City Council asks West Bank plant to use natural gas

by Shira Kantor

Answering the pleas of several area pollution-control groups, City Council members took steps Tuesday to make sure Minneapolis residents can breathe a little easier.

A City Council committee approved a resolution requesting energy provider Xcel Energy to convert its Riverside coal plant into one that burns natural gas instead.

The Riverside coal plant, located on the University’s West Bank, is among six state coal plants not required to conform to the standards of the Clean Air Act because they were built before the act was passed in 1970.

According to the city’s resolution, Minnesota generates 68 percent of its electricity through coal burning – the largest industrial source of air pollution.

The six exempted plants are permitted to produce five to 10 times the amount of dangerous nitrogen oxide and sulfur dioxide emissions than their restricted counterparts – a rallying point for environmental groups that have pushed for energy reform.

The Minnesota Pollution Control Agency – which, along with the Sierra Club and the Minnesota Public Interest Research Group, has been advocating air pollution control – monitors toxins in the air.

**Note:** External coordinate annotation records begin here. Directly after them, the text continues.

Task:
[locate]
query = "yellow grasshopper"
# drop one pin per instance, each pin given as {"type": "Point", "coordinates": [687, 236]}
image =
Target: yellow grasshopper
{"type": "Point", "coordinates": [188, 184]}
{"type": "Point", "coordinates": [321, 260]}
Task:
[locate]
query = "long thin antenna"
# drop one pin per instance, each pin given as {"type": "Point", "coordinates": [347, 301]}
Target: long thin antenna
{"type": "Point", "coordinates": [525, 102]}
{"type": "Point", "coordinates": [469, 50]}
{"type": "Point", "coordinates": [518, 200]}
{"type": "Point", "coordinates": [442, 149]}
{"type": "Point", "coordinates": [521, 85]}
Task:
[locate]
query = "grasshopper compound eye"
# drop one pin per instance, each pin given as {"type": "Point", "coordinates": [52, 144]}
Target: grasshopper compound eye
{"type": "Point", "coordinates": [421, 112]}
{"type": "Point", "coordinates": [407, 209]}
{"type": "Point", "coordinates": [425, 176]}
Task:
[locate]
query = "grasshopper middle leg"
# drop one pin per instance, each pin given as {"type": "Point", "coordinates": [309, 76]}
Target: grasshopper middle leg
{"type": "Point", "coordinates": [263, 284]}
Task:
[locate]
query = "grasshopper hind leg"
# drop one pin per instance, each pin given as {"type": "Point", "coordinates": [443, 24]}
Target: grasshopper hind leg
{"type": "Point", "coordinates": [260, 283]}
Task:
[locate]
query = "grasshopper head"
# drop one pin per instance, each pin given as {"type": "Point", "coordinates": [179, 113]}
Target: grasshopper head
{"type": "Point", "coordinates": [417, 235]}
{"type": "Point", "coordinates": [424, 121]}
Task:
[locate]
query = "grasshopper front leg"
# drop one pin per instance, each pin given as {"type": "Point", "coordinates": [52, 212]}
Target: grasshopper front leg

The MPCA watches for high levels of six “criteria” pollutants – ozone, carbon monoxide, lead, sulfur dioxide, nitrogen oxides and particulate matter. Particulates are federally regulated particles less than 10 microns in diameter.

In the Twin Cities levels of the criteria pollutants failed to meet federal standards throughout the 1990s, according to a MPCA report.

Ward 6 City Council member Dean Zimmermann said he appreciated the move but didn’t want to stop with the coal-to-gas conversion.

“Any time that we can stop burning coal it will be of great benefit to our great-grandchildren,” Zimmermann said, “but we want to be sure we see this only as an interim step.”

Zimmermann said renewable energy sources such as wind power should be the ultimate goal.

The resolution will be forwarded to Friday’s council meeting, where the entire council will vote on it.